Arcadia, scritto per iPad e iPhone dallo storico dell’arte e scrittore inglese Iain Pears, è già un’app narrativamente più elaborata perché intreccia storie e personaggi spronando il lettore ad interagire con essi nella scelta del percorso di lettura. In ogni caso leggere rappresenta l’attività su cui alla fine si atterra. 80 days, sviluppata da Inkle sulla traccia del romanzo di Jules Verne Il giro del mondo in 80 giorni, inizia già a filtrare con il concetto di gamification. In questa app inizia a scomparire la separazione tra libro e videogioco. 80 days ha ottenuto ben 4 nomination al BAFTA. Un altro esempio di ibrido tra libro e videogioco è Device 6, un thriller surreale che intreccia letteratura, geografia, puzzle e giochi interattivi.
Ecco qui delineati i tre filoni degli appbook: il libro espanso (The Waste land); la narrazione interattiva (Arcadia) e infine il libro/videogame (Device 6).

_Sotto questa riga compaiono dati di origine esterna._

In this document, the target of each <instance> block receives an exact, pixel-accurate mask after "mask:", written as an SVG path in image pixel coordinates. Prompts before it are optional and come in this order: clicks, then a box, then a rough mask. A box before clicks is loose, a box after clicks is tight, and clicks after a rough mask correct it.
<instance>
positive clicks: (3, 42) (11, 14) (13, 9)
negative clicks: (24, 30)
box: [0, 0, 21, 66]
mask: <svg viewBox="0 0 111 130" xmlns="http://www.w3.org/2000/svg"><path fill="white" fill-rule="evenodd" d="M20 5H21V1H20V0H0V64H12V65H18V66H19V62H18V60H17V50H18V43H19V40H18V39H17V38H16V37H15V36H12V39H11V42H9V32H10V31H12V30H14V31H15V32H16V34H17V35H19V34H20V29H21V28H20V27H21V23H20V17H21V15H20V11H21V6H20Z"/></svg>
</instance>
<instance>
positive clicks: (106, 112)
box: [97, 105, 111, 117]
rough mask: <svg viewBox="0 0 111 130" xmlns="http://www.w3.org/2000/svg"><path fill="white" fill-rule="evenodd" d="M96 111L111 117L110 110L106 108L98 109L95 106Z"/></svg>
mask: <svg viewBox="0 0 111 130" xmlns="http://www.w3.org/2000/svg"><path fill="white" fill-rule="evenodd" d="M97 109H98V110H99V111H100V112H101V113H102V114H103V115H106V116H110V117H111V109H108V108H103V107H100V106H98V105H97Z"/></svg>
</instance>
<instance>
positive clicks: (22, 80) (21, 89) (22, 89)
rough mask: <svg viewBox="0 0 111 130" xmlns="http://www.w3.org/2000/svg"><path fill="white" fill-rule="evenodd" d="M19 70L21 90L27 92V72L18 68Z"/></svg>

Anche i grandi editori, subito dopo l’uscita dell’iPad, hanno investito negli appbook. Penguin Random House ha pubblicato una cinquantina di app, molte delle quali indirizzate al segmento ragazzi. Ci sono state però anche delle proposte per adulti come Mastering the Art of French Cooking di Julia Child (una selezione di 32 ricette con relativi video), Stephen Hawking’s Snapshots of the Universe (una illustrazione dei principi dell’universo attraverso esperimenti interattivi), Atlas Shrugged di Ayn Rand (con moltissimi materiali ancillari visivi e audio e la possibilità di condividere passi dalle opere della Rand), il Diario di Anna Frank con brani letti da Helena Bonham Carter e timeline interattive, Arancia meccanica di Antony Burgess (un mashup tra libro e film) e infine On the Road di Jack Kerouac, una sorta di anastatica digitale della prima edizione del 1957 uscita nella mitica Penguin Orange Collection.
Nonostante i promettentissimi inizi degli appbook è successo che l’AppStore non si è dimostrato l’ambiente idoneo per diffondere i libri di nuova generazione. Le appbook sono state sopraffatte dalla forma narrativa veramente dominante di questo nuovissimo mercato, i vidoegiochi. Se uno scrittore intendesse diffondere il proprio lavoro con una app dovrebbe progettare un videogame o qualcosa nella quale la gamification ha un ruolo importante. Vendere libri come app è un po’ come vendere libri che non parlano di giochi in una giocheria. Inoltre produrre un’applicazione è un’impresa molto costosa che mette in campo molte competenze. Si tratta infatti uno sforzo produttivo che è più accostabile a un film che a un libro con la componente software quale elemento chiave del suo appeal. È veramente qualcosa di nuovo e intentato e può facilmente superare i 100mila euro di investimento solo per la componente tecnologica. Difficilmente il mercato restituirà l’investimento.
Si può quindi concludere dicendo che, nonostante la significativa esperienza delle appbook, peraltro tiepidamente accolta del mercato, siamo ancora distanti da una innovazione di prodotto. Di questo tema ci occuperemo nel prossimo post.